Earlier this week, New York took a huge step forward in helping to curb prescription painkiller abuse. The state launched a new prescription drug monitoring program, called the Internet System for Tracking Over-Prescribing (I-STOP), which requires physicians to review the medical histories of patients before writing prescriptions for opiate painkillers, like OxyContin®, Vicodin®, and Lortab®.
It’s incredibly encouraging to see a leading state like New York taking a serious stand to track prescription medications as it’s a simple and easy way to help avoid abuse through doctor shopping, forged prescriptions, and other behaviors that may indicate abuse. The law will also require pharmacists to report when they are filling controlled substances. The ability to monitor prescriptions has existed for quite some time, and legislation like I-STOP is a positive sign that the rest of the country will hopefully follow suit.
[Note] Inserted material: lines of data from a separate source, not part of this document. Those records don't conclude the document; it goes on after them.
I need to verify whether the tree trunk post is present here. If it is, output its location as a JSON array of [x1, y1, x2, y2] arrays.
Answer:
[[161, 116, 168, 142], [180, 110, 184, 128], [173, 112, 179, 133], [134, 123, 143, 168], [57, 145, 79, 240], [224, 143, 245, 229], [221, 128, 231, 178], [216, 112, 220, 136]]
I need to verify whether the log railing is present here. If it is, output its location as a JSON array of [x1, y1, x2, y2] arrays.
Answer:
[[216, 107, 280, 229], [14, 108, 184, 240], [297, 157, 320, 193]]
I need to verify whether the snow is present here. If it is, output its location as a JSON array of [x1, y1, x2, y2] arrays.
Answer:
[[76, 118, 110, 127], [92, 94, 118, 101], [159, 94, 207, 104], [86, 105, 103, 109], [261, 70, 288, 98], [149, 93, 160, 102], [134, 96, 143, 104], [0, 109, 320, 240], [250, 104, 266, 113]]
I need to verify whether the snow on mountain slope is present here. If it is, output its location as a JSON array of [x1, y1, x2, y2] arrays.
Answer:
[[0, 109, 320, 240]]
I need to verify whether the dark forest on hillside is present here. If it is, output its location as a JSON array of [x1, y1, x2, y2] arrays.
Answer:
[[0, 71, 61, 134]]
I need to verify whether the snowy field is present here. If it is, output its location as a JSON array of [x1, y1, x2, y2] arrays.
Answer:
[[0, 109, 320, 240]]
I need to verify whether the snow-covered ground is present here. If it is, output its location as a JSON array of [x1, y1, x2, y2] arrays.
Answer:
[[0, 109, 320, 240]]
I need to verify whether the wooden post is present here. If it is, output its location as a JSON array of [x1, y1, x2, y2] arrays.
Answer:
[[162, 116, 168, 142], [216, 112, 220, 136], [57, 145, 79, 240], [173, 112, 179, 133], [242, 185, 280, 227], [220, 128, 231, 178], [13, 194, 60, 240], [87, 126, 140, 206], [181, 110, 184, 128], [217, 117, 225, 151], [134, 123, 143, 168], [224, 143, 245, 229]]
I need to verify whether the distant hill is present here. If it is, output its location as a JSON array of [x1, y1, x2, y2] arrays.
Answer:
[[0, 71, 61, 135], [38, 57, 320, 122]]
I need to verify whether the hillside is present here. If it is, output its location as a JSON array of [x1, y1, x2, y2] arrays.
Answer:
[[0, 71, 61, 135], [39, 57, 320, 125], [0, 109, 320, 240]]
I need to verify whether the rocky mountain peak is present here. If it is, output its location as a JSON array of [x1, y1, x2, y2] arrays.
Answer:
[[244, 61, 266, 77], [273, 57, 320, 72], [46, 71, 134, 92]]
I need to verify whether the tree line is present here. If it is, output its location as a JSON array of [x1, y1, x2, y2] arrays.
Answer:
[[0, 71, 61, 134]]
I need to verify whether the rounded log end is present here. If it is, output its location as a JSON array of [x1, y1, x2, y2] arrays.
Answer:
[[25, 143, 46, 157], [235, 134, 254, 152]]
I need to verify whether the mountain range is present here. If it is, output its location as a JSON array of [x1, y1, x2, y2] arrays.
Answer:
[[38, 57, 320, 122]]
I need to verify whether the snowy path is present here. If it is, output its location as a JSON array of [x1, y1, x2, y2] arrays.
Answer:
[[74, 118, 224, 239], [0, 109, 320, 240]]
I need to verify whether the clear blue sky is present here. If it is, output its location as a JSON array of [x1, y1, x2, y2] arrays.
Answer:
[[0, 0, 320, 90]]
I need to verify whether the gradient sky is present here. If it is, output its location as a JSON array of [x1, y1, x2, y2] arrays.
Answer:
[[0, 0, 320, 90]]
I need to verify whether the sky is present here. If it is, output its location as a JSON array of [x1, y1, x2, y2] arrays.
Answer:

Deaths from prescription painkiller overdoses are continually rising, with more than four times as many people dying in 2010 as in 1999 – that’s more than 125,000 American lives lost in the last 10 years from prescription painkiller overdoses. We’ve seen first-hand that the problem of prescription drug abuse also stems largely from the recreational use of painkillers, where people get the narcotics from friends or family who were originally prescribed the medications by doctors. This is another reason why prescription monitoring is so crucial.
Although I-STOP is a big step in the right direction, we hope lawmakers will also make treatment more widely available and do their part to help remove the stigma and fear for people who are apprehensive about seeking help. The first step is to limit overprescribing these drugs, but we also need to help sufferers regain control over their lives, so it’s critical that laws like these have a strategy for safe medical detox treatments and rehabilitation.
At the Waismann Method, we’ve always been advocates for offering a medically safe and humane treatment for opiate dependency. Compared to other programs, our patients achieve an extraordinarily high success rate because our team of doctors, therapists and staff assess and performs treatments that are unique to each patient rather than administering the same treatment to everyone.
Prescribing Opiates and Monitoring
Prescription monitoring programs are a wonderful example of how we all have the opportunity to help support, advance, and even demand more responsible practices in medicine. From doctors who over-prescribe prescription medications to opiate treatment programs that cut corners and release patients before they are physically stable – it’s time to put an end to these careless techniques and start placing more value on human life over greed and profit. People in the medical community have a responsibility to the long-term well being of their patients, and with widespread support for more responsible methods, we’ll hopefully see more steps in the right direction.